Displacement perhaps explains why Judith Lapierre’s anger was directed more at IBMP and the Canadian Space Agency than at the Russian commander, whose actions she put down to cross-cultural misunderstanding and “natural man-woman situations.” Though it’s also easy to believe she directed her anger toward IBMP because they were being popkas .
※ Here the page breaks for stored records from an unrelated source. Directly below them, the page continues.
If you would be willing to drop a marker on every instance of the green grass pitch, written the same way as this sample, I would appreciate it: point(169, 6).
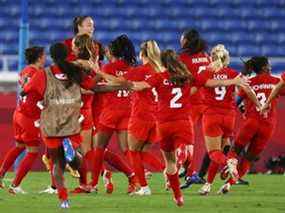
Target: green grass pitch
point(266, 194)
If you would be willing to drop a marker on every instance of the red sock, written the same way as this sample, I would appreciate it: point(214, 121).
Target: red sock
point(212, 171)
point(83, 172)
point(174, 184)
point(152, 160)
point(232, 154)
point(10, 158)
point(24, 167)
point(136, 161)
point(243, 167)
point(190, 168)
point(89, 160)
point(52, 179)
point(62, 193)
point(218, 157)
point(98, 162)
point(117, 162)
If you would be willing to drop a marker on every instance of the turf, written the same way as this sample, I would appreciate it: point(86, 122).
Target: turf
point(266, 194)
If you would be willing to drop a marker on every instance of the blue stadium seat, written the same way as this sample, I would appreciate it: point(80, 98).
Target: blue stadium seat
point(245, 27)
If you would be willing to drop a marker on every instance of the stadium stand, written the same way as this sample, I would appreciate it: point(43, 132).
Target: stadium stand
point(246, 27)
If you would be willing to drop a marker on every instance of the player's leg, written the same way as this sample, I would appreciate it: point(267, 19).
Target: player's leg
point(26, 163)
point(57, 157)
point(168, 150)
point(9, 159)
point(135, 148)
point(101, 141)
Romanenko retains some residual steam to this day. “People who prepared tasks for us, they have no idea what on board is like. Say you are running something here”—he turns to indicate the Mir control console—“and somebody gives you an order to switch on something else. They don’t understand it’s over on the other side, and I can’t leave what I do here and go there.” (This is why space agencies tend to use astronauts as “cap coms”—capsule communicators.) According to Robert Zimmerman’s history of the Soviet space stations, Romanenko had, by the final stages of the mission (after Laveikin left), grown so “testy” with the flight control center that his crewmates took over all communications with the ground.

Alexandr Laveikin took the third option. He turned the hostility inward. The result, familiar to any psychologist who deals with isolated, confined populations, is depression. Later, after Romanenko leaves, Laveikin confides that there were moments when he thought about suicide. “I wanted to hang myself. Of course, it’s impossible because of weightlessness.”